The news was all over town. The former excitement was great – this one was greater still. I walked the streets serene and happy. Higbie said the foreman had been offered two hundred thousand dollars for his third of the mine. I said I would like to see myself selling for any such price. My ideas were lofty. My figure was a million. Still, I honestly believe that if I had been offered it, it would have had no other effect than to make me hold off for more.

I found abundant enjoyment in being rich. A man offered me a three- hundred-dollar horse, and wanted to take my simple, unendorsed note for it. That brought the most realizing sense I had yet had that I was actually rich, beyond shadow of doubt. It was followed by numerous other evidences of a similar nature – among which I may mention the fact of the butcher leaving us a double supply of meat and saying nothing about money.

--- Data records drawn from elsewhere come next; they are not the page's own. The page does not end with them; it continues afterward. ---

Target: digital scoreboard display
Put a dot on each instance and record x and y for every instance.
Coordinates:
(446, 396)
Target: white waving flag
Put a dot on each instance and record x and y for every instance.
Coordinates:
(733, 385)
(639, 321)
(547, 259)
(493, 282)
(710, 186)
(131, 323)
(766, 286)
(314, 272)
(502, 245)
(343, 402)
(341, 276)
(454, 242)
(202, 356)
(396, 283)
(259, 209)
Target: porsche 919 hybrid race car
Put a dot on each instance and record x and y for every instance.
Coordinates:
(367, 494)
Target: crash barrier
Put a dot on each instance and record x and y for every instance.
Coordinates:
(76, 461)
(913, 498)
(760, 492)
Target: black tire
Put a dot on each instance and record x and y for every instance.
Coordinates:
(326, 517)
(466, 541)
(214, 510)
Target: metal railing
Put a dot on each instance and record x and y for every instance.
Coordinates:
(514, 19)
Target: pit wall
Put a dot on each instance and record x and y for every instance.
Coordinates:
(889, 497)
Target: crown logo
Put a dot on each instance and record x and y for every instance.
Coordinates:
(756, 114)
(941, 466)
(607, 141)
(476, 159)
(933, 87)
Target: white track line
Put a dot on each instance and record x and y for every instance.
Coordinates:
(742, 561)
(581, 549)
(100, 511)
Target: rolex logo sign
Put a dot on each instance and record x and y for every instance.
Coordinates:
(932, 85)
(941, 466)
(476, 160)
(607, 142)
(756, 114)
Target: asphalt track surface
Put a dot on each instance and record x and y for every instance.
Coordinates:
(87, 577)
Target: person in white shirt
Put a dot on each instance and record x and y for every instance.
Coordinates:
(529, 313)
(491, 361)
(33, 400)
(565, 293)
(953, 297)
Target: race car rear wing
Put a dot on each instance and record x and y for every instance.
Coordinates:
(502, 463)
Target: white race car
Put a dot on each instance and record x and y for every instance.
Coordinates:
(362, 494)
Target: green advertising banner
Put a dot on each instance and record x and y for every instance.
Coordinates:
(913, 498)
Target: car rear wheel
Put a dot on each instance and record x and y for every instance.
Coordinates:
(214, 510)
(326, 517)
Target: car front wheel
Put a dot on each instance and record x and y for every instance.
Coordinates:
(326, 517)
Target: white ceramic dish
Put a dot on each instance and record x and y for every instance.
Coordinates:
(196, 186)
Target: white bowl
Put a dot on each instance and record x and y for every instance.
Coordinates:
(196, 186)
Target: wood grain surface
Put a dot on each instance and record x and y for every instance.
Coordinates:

By the laws of the district, the “locators” or claimants of a ledge were obliged to do a fair and reasonable amount of work on their new property within ten days after the date of the location, or the property was forfeited, and anybody could go and seize it that chose. So we determined to go to work the next day. About the middle of the afternoon, as I was coming out of the post office, I met a Mr. Gardiner, who told me that Capt. John Nye was lying dangerously ill at his place (the “Nine-Mile Ranch”), and that he and his wife were not able to give him nearly as much care and attention as his case demanded. I said if he would wait for me a moment, I would go down and help in the sick room. I ran to the cabin to tell Higbie. He was not there, but I left a note on the table for him, and a few minutes later I left town in Gardiner’s wagon.